TMJ and TMD : Definition, Cause and Treatment

Definition and Cause

Temporomandibular Joint or simply TMJ is the connection point of jaw with the upper arch.  All of us have two of them, actually.  TMJ is a complex joint that can move in various directions during its movement like while chewing or speaking.  When it is abused and becomes unstable, it leads to a disorder called TMD (or temporomandibular joint dysfunction). 


When you have TMD, you may hear clicking sounds, experience facial pain through headaches or suffer from neck pains.  Often the joints may feel painful simply because the surrounding structures cause the pain. One of the primary reasons for the pain is excessive loading or displacement when chewing, clenching and tooth grinding (bruxism).  Results may lead to earaches, dizziness, clicking or grating sounds while chewing and inability to open wide your mouth.  Most of the times, tooth fracturing is also reported.

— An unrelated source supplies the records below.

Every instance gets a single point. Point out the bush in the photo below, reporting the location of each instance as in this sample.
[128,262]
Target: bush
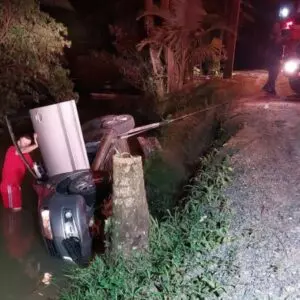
[162,182]
[31,47]
[179,264]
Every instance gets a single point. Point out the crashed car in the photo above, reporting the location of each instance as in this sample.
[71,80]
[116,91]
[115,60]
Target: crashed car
[74,178]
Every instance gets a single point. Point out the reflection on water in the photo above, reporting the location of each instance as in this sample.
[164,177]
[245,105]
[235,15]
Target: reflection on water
[23,257]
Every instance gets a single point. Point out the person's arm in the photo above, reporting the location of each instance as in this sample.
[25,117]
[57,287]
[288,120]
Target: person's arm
[31,147]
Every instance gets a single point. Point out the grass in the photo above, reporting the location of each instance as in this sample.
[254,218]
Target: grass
[179,264]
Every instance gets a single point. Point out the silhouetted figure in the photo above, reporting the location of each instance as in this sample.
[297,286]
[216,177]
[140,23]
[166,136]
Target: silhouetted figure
[274,55]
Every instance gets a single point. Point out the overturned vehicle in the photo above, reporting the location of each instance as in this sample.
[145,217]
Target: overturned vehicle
[74,178]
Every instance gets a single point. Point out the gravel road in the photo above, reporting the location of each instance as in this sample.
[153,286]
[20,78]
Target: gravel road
[265,198]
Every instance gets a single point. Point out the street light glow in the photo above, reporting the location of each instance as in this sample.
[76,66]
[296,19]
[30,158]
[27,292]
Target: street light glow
[284,12]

One of the most popular and frequently used treatments for TMJ is a night guard.  This isn’t the over-the-counter kind but a specially designed hard acrylic splint that can be worn at night to separate the two arches.  They also prevent further fracturing of the teeth.


A carefully designed night guard must help the joints to sit in a proper position when it contacts the teeth on both sides.  Adjustment of your night guard may mean several appointments to your dentist as the healing progress takes place. Remember that lack of proper adjusting or neglect to form a stable joint position makes a larger problem leading to further destabilization of the joint.